Question

A and B together can dig a pond in 20 days. They worked together for 8 days and then B leaves the work. How long will A take to finish the work if A alone can dig the pond in 30 days?

Answer 1

Hint: In the given question, we have been given the speed of working of a given number of entities. Then it has been given that some entities worked for a few days and then left. We have to calculate the amount of time taken by the given entity to complete the work. We are going to solve it by taking the work to be a quantity, then applying the given information for the given number of days and simplifying the values.
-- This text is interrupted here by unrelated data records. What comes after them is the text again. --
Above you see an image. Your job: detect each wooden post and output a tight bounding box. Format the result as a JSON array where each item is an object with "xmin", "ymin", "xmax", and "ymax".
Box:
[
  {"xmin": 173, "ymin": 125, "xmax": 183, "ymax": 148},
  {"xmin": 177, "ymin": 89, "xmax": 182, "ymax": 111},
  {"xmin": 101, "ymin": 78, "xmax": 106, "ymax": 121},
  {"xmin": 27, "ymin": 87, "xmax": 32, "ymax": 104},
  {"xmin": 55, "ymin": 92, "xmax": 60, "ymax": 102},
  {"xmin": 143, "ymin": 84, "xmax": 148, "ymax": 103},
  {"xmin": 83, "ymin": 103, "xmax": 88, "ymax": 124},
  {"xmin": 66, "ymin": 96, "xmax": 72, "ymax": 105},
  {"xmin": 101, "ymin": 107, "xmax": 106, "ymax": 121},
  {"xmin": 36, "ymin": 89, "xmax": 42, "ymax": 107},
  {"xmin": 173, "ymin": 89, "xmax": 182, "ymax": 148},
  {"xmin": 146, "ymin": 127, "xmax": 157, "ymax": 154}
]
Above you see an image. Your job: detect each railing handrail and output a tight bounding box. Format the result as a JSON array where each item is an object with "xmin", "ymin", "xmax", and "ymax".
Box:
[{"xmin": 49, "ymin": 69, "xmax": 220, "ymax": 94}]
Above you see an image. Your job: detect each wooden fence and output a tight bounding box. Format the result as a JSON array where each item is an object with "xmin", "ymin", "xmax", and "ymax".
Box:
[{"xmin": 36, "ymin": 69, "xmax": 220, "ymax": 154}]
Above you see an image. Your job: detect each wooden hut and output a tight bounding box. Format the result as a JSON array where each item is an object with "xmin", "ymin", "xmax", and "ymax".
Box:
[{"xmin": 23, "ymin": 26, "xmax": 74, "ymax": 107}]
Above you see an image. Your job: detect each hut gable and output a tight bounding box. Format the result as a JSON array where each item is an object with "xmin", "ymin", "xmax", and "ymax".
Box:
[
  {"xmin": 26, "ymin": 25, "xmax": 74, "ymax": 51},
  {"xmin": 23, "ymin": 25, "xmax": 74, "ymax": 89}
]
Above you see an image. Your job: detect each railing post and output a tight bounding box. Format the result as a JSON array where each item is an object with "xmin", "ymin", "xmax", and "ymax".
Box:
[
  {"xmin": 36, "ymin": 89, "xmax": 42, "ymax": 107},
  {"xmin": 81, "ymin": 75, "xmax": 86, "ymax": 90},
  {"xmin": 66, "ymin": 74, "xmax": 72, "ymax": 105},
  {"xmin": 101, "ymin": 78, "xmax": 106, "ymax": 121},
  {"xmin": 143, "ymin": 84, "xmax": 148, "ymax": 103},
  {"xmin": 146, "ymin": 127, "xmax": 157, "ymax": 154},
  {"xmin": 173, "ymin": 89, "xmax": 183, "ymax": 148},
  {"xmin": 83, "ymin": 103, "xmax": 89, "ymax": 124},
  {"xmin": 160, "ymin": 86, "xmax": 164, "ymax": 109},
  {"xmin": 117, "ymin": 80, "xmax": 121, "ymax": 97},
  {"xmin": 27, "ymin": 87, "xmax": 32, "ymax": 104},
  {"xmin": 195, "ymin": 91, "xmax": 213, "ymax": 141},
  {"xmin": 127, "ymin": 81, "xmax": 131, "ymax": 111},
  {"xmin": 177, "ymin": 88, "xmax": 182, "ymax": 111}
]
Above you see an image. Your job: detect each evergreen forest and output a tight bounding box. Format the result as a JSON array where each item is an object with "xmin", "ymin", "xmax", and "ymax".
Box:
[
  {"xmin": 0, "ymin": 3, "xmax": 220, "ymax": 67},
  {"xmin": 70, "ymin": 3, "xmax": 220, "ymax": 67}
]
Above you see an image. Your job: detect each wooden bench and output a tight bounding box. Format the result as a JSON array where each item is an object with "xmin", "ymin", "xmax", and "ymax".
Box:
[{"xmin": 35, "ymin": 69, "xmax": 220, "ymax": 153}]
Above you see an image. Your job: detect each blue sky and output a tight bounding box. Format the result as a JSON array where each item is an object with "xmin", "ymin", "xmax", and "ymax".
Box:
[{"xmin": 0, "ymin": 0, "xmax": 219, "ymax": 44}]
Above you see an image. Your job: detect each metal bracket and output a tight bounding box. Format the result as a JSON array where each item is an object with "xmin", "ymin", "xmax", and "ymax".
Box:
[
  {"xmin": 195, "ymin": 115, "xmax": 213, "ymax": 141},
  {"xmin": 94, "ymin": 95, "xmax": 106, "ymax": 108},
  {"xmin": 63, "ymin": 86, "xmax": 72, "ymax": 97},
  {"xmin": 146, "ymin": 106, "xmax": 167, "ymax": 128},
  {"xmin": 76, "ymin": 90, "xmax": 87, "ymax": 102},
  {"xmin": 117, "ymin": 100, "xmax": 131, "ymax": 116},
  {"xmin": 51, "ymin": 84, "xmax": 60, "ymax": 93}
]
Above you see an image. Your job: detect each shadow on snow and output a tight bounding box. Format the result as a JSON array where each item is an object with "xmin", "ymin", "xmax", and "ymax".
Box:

Complete step by step solution:
Let the work be a quantity being represented by \[x\].
It has been given that A takes a total of \[30\] days, so A’s one day work is \[\dfrac{x}{{30}}\].
Then, together they can do the work in \[20\] days, so one day’s work is \[\dfrac{x}{{20}}\].
Hence, B’s one day work is \[\dfrac{x}{{20}} - \dfrac{x}{{30}} = \dfrac{x}{{60}}\].
So, for \[8\] days, the total amount of work done is,
\[\dfrac{x}{{20}} \times 8 = \dfrac{{2x}}{5}\]
Hence, amount of work left,
\[x - \dfrac{{2x}}{5} = \dfrac{{3x}}{5}\]
Now, in one day, A does \[\dfrac{x}{{30}}\] work, so, number of days for the remaining work is,
\[\dfrac{{\dfrac{{3{x}}}{5}}}{{\dfrac{{{x}}}{{30}}}} = \dfrac{{3 \times 30}}{5} = 18\]
Hence, \[18\] days are taken by A to complete the work.

Note: In this question, we were given the speed of working of a given number of entities. Also, we were given that some entities worked for a few days and then left. We had to calculate the amount of time taken by the given entity to complete the work when its speed of working alone was given. We solved it by taking the work as a quantity and then applying the given information for the given number of days and solving. So, we must know the procedure and formula for calculating the answer to such types of questions.